Introduce multi-catalog

A catalog is a metadata namespace that stores information about databases, tables, views, indexes, users, and UDFs. It provides a higher-level namespace for table and database. Typically, a catalog is associated with a specific type of data source or cluster. In Flink, Spark and Trino, the multi-catalog feature can be used to support SQL across data sources, such as:

  1. SELECT c.ID, c.NAME, c.AGE, o.AMOUNT
  2. FROM MYSQL.ONLINE.CUSTOMERS c JOIN HIVE.OFFLINE.ORDERS o
  3. ON (c.ID = o.CUSTOMER_ID)

In the past, data lakes were managed using the Hive Metastore (HMS) to handle metadata. Unfortunately, HMS does not support multi-catalog, which limits the capabilities of engines on the data lake. For example, some users may want to use Spark to perform federated computation across different Hive clusters by specifying the catalog name, requiring them to develop a Hive catalog plugin in the upper layer. Additionally, data lake formats are moving from a single Hive-centric approach to a landscape of competing formats such as Iceberg, Delta, and Hudi. These new data lake formats are more cloud-friendly and will facilitate the migration of data lakes to the cloud. In this context, a management system that supports multi-catalog is needed to help users govern data lakes with different environments and formats.

Users can create catalogs in Amoro for different environments, clusters, and table formats, and leverage the multi-catalog feature in Flink, Spark and Trino to enable federated computation across multiple clusters and formats. Additionally, properties configured in catalogs can be shared by all tables and users, avoiding duplication. By leveraging the multi-catalog design, Amoro provides support for a metadata center in data platforms.

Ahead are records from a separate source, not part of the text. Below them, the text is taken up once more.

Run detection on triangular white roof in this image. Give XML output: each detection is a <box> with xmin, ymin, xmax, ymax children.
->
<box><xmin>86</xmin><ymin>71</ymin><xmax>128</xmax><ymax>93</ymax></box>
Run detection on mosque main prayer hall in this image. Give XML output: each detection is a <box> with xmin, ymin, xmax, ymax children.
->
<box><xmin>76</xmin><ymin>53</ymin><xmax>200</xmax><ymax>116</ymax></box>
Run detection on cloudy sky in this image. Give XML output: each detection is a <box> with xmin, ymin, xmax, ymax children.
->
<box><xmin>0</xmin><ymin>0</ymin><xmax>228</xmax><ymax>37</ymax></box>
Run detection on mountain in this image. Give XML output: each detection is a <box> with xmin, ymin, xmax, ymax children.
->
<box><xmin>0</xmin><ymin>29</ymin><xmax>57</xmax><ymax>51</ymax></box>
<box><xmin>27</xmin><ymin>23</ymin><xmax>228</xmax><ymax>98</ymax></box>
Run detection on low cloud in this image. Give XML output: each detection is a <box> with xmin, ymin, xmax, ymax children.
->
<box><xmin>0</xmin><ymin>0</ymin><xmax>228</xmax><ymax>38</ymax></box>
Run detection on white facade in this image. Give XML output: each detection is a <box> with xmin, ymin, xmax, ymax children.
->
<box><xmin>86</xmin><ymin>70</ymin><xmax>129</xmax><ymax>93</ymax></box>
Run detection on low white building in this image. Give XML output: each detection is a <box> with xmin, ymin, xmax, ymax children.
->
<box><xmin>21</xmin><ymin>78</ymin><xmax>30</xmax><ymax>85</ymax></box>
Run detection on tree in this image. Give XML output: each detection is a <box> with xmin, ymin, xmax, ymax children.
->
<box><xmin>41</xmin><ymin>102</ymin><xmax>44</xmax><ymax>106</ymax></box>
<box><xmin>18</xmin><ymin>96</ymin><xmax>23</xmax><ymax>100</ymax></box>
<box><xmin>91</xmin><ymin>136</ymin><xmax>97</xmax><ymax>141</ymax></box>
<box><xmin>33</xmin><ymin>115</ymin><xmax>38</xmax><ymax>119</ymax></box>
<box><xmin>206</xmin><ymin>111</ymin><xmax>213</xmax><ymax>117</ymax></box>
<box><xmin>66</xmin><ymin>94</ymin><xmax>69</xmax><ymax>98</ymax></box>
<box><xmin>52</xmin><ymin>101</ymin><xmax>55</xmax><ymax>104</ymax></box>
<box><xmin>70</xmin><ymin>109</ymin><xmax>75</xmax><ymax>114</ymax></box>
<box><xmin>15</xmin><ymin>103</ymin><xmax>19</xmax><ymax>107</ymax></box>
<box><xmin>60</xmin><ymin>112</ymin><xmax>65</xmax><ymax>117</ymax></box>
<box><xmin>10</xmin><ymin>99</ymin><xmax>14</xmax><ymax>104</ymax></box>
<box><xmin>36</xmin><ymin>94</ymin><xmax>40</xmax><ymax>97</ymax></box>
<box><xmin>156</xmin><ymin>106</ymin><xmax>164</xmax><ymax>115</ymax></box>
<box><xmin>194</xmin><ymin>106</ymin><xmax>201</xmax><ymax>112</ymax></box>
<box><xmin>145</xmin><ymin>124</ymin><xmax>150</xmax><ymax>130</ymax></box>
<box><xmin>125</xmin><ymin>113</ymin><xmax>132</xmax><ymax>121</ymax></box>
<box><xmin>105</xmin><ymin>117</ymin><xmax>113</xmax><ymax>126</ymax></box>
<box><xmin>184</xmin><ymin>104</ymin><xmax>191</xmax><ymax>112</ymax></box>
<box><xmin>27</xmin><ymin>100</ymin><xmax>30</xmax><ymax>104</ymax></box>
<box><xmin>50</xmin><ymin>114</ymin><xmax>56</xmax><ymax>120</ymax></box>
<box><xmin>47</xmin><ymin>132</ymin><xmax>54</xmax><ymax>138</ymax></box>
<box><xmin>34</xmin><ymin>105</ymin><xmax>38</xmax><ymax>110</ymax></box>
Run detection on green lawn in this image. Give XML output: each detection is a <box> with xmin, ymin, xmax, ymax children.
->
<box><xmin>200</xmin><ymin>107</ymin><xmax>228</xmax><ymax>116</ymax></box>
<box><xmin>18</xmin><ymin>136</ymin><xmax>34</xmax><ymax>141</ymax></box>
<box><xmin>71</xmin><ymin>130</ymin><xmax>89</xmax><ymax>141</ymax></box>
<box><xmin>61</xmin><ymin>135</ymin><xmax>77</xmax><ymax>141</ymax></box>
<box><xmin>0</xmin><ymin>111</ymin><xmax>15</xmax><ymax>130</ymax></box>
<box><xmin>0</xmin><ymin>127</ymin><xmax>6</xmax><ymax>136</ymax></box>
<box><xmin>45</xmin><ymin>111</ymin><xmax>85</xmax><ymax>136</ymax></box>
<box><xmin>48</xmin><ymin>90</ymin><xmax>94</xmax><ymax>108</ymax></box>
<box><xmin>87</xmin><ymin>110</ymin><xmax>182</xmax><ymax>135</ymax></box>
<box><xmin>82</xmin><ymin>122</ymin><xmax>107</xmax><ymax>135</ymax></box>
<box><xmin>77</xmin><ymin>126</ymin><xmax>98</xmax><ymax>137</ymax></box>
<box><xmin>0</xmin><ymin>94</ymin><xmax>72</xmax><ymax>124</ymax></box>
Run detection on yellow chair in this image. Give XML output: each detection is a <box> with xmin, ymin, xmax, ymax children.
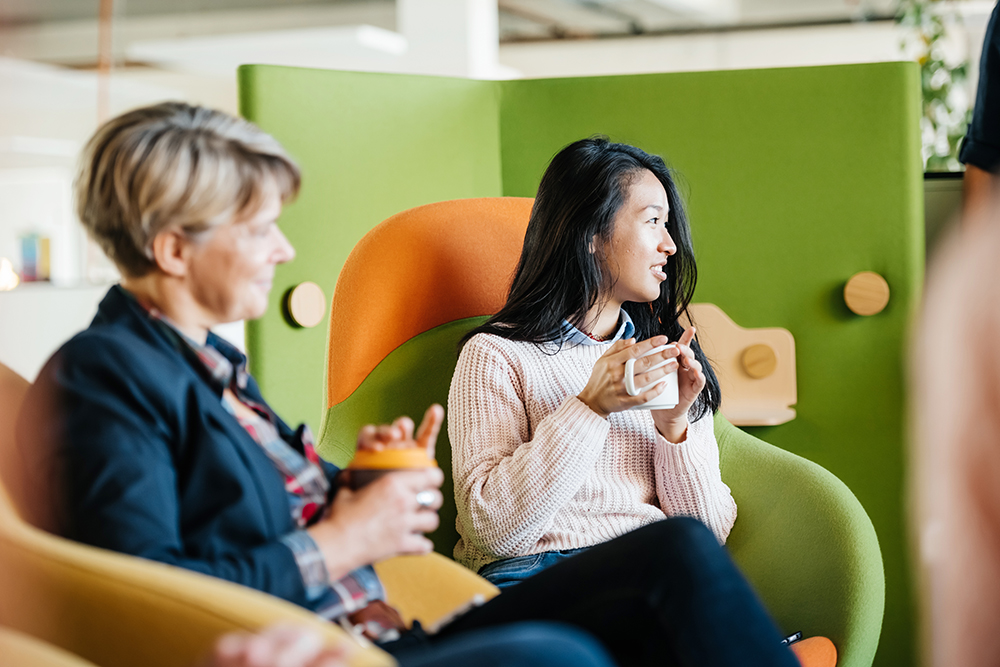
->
<box><xmin>0</xmin><ymin>626</ymin><xmax>101</xmax><ymax>667</ymax></box>
<box><xmin>0</xmin><ymin>360</ymin><xmax>492</xmax><ymax>667</ymax></box>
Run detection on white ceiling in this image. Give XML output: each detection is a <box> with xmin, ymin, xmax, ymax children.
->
<box><xmin>498</xmin><ymin>0</ymin><xmax>897</xmax><ymax>39</ymax></box>
<box><xmin>1</xmin><ymin>0</ymin><xmax>903</xmax><ymax>48</ymax></box>
<box><xmin>0</xmin><ymin>0</ymin><xmax>992</xmax><ymax>166</ymax></box>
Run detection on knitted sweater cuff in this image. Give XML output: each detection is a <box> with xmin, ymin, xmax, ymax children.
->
<box><xmin>557</xmin><ymin>395</ymin><xmax>612</xmax><ymax>445</ymax></box>
<box><xmin>653</xmin><ymin>414</ymin><xmax>713</xmax><ymax>469</ymax></box>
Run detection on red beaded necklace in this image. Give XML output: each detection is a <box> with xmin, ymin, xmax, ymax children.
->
<box><xmin>583</xmin><ymin>329</ymin><xmax>612</xmax><ymax>342</ymax></box>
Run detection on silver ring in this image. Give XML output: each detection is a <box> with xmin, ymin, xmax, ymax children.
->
<box><xmin>415</xmin><ymin>490</ymin><xmax>436</xmax><ymax>509</ymax></box>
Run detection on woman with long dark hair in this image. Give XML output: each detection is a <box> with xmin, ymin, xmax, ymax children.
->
<box><xmin>449</xmin><ymin>137</ymin><xmax>736</xmax><ymax>586</ymax></box>
<box><xmin>435</xmin><ymin>138</ymin><xmax>802</xmax><ymax>666</ymax></box>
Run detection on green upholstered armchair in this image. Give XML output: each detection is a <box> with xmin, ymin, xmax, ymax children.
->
<box><xmin>317</xmin><ymin>198</ymin><xmax>884</xmax><ymax>667</ymax></box>
<box><xmin>717</xmin><ymin>416</ymin><xmax>884</xmax><ymax>667</ymax></box>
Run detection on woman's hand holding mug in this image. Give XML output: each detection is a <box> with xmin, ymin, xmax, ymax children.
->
<box><xmin>307</xmin><ymin>405</ymin><xmax>445</xmax><ymax>581</ymax></box>
<box><xmin>651</xmin><ymin>327</ymin><xmax>706</xmax><ymax>443</ymax></box>
<box><xmin>577</xmin><ymin>336</ymin><xmax>681</xmax><ymax>418</ymax></box>
<box><xmin>577</xmin><ymin>328</ymin><xmax>706</xmax><ymax>443</ymax></box>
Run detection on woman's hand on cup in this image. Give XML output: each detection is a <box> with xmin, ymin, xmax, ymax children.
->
<box><xmin>312</xmin><ymin>405</ymin><xmax>445</xmax><ymax>579</ymax></box>
<box><xmin>356</xmin><ymin>404</ymin><xmax>444</xmax><ymax>458</ymax></box>
<box><xmin>342</xmin><ymin>405</ymin><xmax>443</xmax><ymax>490</ymax></box>
<box><xmin>309</xmin><ymin>466</ymin><xmax>444</xmax><ymax>579</ymax></box>
<box><xmin>200</xmin><ymin>624</ymin><xmax>350</xmax><ymax>667</ymax></box>
<box><xmin>651</xmin><ymin>327</ymin><xmax>706</xmax><ymax>442</ymax></box>
<box><xmin>577</xmin><ymin>336</ymin><xmax>680</xmax><ymax>418</ymax></box>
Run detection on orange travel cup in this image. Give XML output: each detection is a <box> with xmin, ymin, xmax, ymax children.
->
<box><xmin>345</xmin><ymin>447</ymin><xmax>438</xmax><ymax>490</ymax></box>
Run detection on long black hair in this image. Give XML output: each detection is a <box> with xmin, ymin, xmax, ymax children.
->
<box><xmin>464</xmin><ymin>136</ymin><xmax>721</xmax><ymax>419</ymax></box>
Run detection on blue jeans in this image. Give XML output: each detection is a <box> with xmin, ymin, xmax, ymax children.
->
<box><xmin>478</xmin><ymin>547</ymin><xmax>589</xmax><ymax>590</ymax></box>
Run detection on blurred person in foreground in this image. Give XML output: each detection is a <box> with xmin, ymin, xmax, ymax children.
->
<box><xmin>913</xmin><ymin>198</ymin><xmax>1000</xmax><ymax>666</ymax></box>
<box><xmin>13</xmin><ymin>101</ymin><xmax>612</xmax><ymax>667</ymax></box>
<box><xmin>200</xmin><ymin>626</ymin><xmax>349</xmax><ymax>667</ymax></box>
<box><xmin>199</xmin><ymin>624</ymin><xmax>606</xmax><ymax>667</ymax></box>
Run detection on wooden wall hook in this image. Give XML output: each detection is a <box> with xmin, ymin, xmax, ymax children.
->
<box><xmin>285</xmin><ymin>282</ymin><xmax>327</xmax><ymax>328</ymax></box>
<box><xmin>683</xmin><ymin>303</ymin><xmax>796</xmax><ymax>426</ymax></box>
<box><xmin>844</xmin><ymin>271</ymin><xmax>890</xmax><ymax>316</ymax></box>
<box><xmin>742</xmin><ymin>344</ymin><xmax>778</xmax><ymax>379</ymax></box>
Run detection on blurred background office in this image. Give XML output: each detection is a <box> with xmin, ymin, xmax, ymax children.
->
<box><xmin>0</xmin><ymin>0</ymin><xmax>989</xmax><ymax>379</ymax></box>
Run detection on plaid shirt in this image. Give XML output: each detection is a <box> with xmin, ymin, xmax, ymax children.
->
<box><xmin>131</xmin><ymin>297</ymin><xmax>385</xmax><ymax>620</ymax></box>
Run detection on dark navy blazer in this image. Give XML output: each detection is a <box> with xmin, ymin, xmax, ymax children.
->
<box><xmin>18</xmin><ymin>285</ymin><xmax>338</xmax><ymax>611</ymax></box>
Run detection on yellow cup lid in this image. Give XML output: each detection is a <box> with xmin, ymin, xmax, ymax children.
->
<box><xmin>347</xmin><ymin>447</ymin><xmax>437</xmax><ymax>470</ymax></box>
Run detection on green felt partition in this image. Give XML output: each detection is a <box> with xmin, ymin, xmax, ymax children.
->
<box><xmin>496</xmin><ymin>66</ymin><xmax>922</xmax><ymax>667</ymax></box>
<box><xmin>239</xmin><ymin>62</ymin><xmax>922</xmax><ymax>667</ymax></box>
<box><xmin>237</xmin><ymin>67</ymin><xmax>502</xmax><ymax>425</ymax></box>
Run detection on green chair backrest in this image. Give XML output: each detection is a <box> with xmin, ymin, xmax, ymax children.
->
<box><xmin>321</xmin><ymin>308</ymin><xmax>885</xmax><ymax>667</ymax></box>
<box><xmin>239</xmin><ymin>62</ymin><xmax>922</xmax><ymax>667</ymax></box>
<box><xmin>320</xmin><ymin>317</ymin><xmax>484</xmax><ymax>558</ymax></box>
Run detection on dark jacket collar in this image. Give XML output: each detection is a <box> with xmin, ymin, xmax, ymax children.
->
<box><xmin>92</xmin><ymin>285</ymin><xmax>273</xmax><ymax>409</ymax></box>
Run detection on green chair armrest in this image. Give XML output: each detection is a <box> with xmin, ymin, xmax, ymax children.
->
<box><xmin>717</xmin><ymin>414</ymin><xmax>884</xmax><ymax>667</ymax></box>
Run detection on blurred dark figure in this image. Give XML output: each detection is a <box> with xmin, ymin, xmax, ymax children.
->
<box><xmin>962</xmin><ymin>2</ymin><xmax>1000</xmax><ymax>223</ymax></box>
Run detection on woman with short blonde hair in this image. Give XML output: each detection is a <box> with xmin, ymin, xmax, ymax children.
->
<box><xmin>75</xmin><ymin>102</ymin><xmax>300</xmax><ymax>277</ymax></box>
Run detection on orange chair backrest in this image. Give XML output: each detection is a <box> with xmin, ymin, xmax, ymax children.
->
<box><xmin>326</xmin><ymin>197</ymin><xmax>534</xmax><ymax>408</ymax></box>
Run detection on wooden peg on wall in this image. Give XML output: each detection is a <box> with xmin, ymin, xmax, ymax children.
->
<box><xmin>742</xmin><ymin>344</ymin><xmax>778</xmax><ymax>379</ymax></box>
<box><xmin>682</xmin><ymin>303</ymin><xmax>796</xmax><ymax>426</ymax></box>
<box><xmin>285</xmin><ymin>282</ymin><xmax>327</xmax><ymax>328</ymax></box>
<box><xmin>844</xmin><ymin>271</ymin><xmax>890</xmax><ymax>316</ymax></box>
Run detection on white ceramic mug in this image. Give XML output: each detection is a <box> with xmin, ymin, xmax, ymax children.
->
<box><xmin>624</xmin><ymin>344</ymin><xmax>679</xmax><ymax>411</ymax></box>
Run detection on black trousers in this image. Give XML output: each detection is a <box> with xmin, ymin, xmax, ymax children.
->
<box><xmin>433</xmin><ymin>517</ymin><xmax>800</xmax><ymax>667</ymax></box>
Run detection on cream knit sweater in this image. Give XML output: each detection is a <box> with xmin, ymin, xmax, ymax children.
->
<box><xmin>448</xmin><ymin>332</ymin><xmax>738</xmax><ymax>573</ymax></box>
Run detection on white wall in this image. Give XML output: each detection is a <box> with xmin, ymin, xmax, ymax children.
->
<box><xmin>499</xmin><ymin>3</ymin><xmax>990</xmax><ymax>96</ymax></box>
<box><xmin>0</xmin><ymin>283</ymin><xmax>107</xmax><ymax>381</ymax></box>
<box><xmin>0</xmin><ymin>167</ymin><xmax>81</xmax><ymax>285</ymax></box>
<box><xmin>0</xmin><ymin>283</ymin><xmax>246</xmax><ymax>382</ymax></box>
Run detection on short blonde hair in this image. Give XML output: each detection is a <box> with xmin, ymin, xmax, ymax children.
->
<box><xmin>75</xmin><ymin>102</ymin><xmax>301</xmax><ymax>277</ymax></box>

When AMS and HMS are used together, HMS serves as the storage foundation for AMS. With the Iceberg Format, users can leverage the multi-catalog management functionality of AMS without introducing any Amoro dependencies.

How to use

Amoro v0.4 introduced the catalog management feature, where table creation is performed under a catalog. Users can create, edit, and delete catalogs in the catalogs module, which requires configuration of metastore, table format, and environment information upon creation. For more information, please refer to the documentation: Managing catalogs

In practice, it is recommended to create a catalog as follows:

  • If you want to collaborate with HMS, it is recommended to choose Hive as the Metastore, and choose Mixed-Hive or Iceberg as the Format according to your needs.
  • If you want to use the Mixed-Iceberg Format provided by Amoro, it is recommended to choose Amoro as the Metastore.

Currently, only one table format can be selected when creating an Amoro catalog. This is mainly because the engine will parse the catalog into a specific data source when using it, and a one-to-one format is intuitive. On the other hand, this limitation can be bypassed when using HMS directly, such as the SessionCatalog implementation provided by the Iceberg community. In the future, Amoro will consider providing users with more flexible management methods.

Future work

AMS will focus on two goals to enhance the value of the metadata center in the future:

  • Expand data sources: In addition to data lakes, message queues, databases, and data warehouses can all be managed as objects in the catalog. Through metadata center and SQL-based federated computing of the computing engine, AMS will provide infrastructure solutions for data platforms such as DataOps and DataFabric
  • Automatic catalog detection: In compute engines like Spark and Flink, it is possible to automatically detect the creation and changes of a catalog, enabling a one-time configuration for permanent scalability.